This is good question...
This is good question...
Posted Nov 20, 2011 23:18 UTC (Sun) by khim (subscriber, #9252)In reply to: Change... to what? by jmorris42
Parent article: That newfangled Journal thing
We believe in small individually replacable parts that do one task well, that are configured and communicate in human readable formats.
This is good belief, but sadly it failed "test of time".
But Plan9 should be our lodestar, not Windows, not OS X, not iOS, not Android.
This depends on your goals, I guess. Unix failed everywhere except on server. Plan9 just plain failed. Windows, OS X, iOS, Android... these things survived and currently thrive.

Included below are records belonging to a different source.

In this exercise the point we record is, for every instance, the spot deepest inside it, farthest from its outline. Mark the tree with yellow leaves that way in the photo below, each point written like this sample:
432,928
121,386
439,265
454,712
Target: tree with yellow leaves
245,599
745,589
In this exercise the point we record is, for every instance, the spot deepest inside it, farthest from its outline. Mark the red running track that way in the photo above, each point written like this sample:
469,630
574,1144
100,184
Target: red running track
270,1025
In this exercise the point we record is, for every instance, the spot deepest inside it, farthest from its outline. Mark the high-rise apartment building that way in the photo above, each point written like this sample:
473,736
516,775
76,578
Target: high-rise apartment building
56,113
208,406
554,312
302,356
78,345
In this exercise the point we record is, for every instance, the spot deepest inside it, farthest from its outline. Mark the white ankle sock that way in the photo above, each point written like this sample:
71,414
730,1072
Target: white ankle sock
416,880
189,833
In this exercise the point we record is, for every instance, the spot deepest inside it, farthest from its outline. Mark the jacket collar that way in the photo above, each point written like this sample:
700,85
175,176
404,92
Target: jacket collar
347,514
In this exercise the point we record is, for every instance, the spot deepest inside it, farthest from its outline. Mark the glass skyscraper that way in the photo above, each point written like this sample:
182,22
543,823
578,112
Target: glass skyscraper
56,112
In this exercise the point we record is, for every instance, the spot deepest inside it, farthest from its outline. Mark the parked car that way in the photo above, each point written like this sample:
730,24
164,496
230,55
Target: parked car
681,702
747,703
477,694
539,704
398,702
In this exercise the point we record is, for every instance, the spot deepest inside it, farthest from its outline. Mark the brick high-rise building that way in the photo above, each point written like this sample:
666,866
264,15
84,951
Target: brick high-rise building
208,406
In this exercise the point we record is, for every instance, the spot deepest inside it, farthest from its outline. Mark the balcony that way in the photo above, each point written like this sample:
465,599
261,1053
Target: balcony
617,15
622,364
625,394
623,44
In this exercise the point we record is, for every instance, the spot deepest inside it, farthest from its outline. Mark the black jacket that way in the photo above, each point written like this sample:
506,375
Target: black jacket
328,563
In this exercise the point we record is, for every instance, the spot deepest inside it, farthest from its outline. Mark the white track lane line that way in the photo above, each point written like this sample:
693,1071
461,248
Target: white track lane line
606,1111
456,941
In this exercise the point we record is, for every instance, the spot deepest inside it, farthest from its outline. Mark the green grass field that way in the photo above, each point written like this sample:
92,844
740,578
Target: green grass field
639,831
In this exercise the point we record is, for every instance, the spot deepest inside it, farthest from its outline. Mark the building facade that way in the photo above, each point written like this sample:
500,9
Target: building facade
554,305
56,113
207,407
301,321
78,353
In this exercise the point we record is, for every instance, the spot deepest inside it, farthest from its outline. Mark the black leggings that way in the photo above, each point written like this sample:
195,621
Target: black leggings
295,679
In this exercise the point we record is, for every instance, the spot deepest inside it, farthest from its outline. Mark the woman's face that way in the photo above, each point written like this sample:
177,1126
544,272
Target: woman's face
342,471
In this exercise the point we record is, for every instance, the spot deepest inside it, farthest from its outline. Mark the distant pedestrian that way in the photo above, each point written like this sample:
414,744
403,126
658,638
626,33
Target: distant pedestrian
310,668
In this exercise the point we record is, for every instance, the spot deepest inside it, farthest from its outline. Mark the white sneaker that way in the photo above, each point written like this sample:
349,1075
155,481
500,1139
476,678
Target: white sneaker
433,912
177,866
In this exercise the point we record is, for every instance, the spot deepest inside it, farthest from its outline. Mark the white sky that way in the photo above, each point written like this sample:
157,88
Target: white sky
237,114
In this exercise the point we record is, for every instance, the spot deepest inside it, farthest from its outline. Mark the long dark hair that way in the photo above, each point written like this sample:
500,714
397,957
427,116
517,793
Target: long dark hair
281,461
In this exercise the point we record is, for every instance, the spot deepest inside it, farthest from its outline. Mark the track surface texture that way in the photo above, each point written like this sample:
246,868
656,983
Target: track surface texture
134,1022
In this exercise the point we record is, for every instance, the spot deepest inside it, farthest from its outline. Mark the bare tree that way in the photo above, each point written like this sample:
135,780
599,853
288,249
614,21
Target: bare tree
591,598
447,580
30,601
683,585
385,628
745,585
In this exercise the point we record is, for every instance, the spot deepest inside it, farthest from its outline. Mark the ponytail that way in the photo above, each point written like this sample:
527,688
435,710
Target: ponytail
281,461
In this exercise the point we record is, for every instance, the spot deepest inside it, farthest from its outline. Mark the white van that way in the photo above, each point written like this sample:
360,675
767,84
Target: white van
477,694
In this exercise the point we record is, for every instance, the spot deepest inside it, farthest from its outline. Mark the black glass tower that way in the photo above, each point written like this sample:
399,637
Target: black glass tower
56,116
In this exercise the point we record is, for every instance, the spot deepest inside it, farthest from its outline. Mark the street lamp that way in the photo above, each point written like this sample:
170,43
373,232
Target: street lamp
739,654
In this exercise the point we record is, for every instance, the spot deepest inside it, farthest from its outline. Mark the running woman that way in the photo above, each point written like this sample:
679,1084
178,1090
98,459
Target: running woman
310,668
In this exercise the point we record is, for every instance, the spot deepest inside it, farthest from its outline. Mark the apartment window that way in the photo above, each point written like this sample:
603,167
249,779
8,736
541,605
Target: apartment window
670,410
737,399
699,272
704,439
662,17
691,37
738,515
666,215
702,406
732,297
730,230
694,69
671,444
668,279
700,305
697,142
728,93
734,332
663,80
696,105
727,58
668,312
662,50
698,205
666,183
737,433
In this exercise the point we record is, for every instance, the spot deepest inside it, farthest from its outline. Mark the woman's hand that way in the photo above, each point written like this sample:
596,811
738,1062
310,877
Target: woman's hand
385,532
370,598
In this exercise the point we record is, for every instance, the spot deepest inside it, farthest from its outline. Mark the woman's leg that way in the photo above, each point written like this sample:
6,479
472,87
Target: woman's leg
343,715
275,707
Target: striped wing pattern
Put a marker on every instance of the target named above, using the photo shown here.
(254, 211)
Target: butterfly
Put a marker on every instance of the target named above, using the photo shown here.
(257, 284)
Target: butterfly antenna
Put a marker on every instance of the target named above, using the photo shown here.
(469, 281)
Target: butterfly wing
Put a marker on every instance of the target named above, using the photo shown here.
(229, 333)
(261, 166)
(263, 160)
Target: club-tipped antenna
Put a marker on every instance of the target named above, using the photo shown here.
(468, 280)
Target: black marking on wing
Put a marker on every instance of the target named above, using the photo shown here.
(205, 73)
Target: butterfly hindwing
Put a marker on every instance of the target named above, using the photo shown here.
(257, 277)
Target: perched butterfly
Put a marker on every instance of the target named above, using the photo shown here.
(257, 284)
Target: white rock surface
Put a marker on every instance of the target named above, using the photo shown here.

This Journal does not solve any actual problems, makes some things more difficult and moves us down the road to a towering mass of fail long term.
If your definition of fail is "something actually usable by mere mortals" then yes.
The problem with small individually replacable parts that do one task well, that are configured and communicate in human readable formats is that they are unusable without sysadmin. They work fine when there are competent sysadmin which can fix things when they break. And text formats are great boon for said sysadmin: s/he can tweak them in text editor, sed, awk, perl and eventually cobble up some kind of solution even in the unusual case.
When there are no such sysadmin text formats don't actually help anyone and are actually hurtful. Because in this case your only hope is self-healing system. And binary files and protocols can include as many crcs, signatures and built-in checks as you want. Sure, you can add them to text file as well, but what good it'll do? You still will need to use specialized tool to modify these files.